When a Franchise Agreement Restraint Clause has no effect
By Marian Ngo, Lawyer, MST Lawyers
Franchise Agreements generally contain restraint of trade clauses which prevent franchisees and guarantors from competing with the franchisor, during the term of the franchise agreement and for a particular time after the franchise agreement comes to an end, within a particular geographical area. However, clause 23 of the new Franchising Code of Conduct (“Code”) renders a restraint of trade clause unenforceable at the end of a franchise agreement if certain conditions have been met. MST has put together a simple flow chart which provides a general overview of when a restraint clause may be deemed ineffective due to clause 23 of the Code.

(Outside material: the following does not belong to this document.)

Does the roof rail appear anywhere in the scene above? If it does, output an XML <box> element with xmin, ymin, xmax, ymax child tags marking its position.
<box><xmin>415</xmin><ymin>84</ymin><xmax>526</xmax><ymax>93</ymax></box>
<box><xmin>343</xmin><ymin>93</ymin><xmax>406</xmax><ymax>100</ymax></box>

To view this flow chart please click HERE.
It is important to note that even though a restraint of trade clause has not been rendered ineffective by virtue of clause 23 of the Code; such clauses are only valid and enforceable where the restraint is reasonable. Reasonableness is determined by considering the interests of the parties. The restraint must not go further than protecting the franchisor’s legitimate interests and must not be injurious to the public.
Further, there may be dispute between the parties as to whether the conditions of clause 23 of the Code have been met, for example, whether or not the franchisee is in breach of the franchise agreement. Franchisors and franchisees should seek independent legal advice regarding the practical effect of the restraint provisions in the franchise agreement and the application of clause 23 of the Code.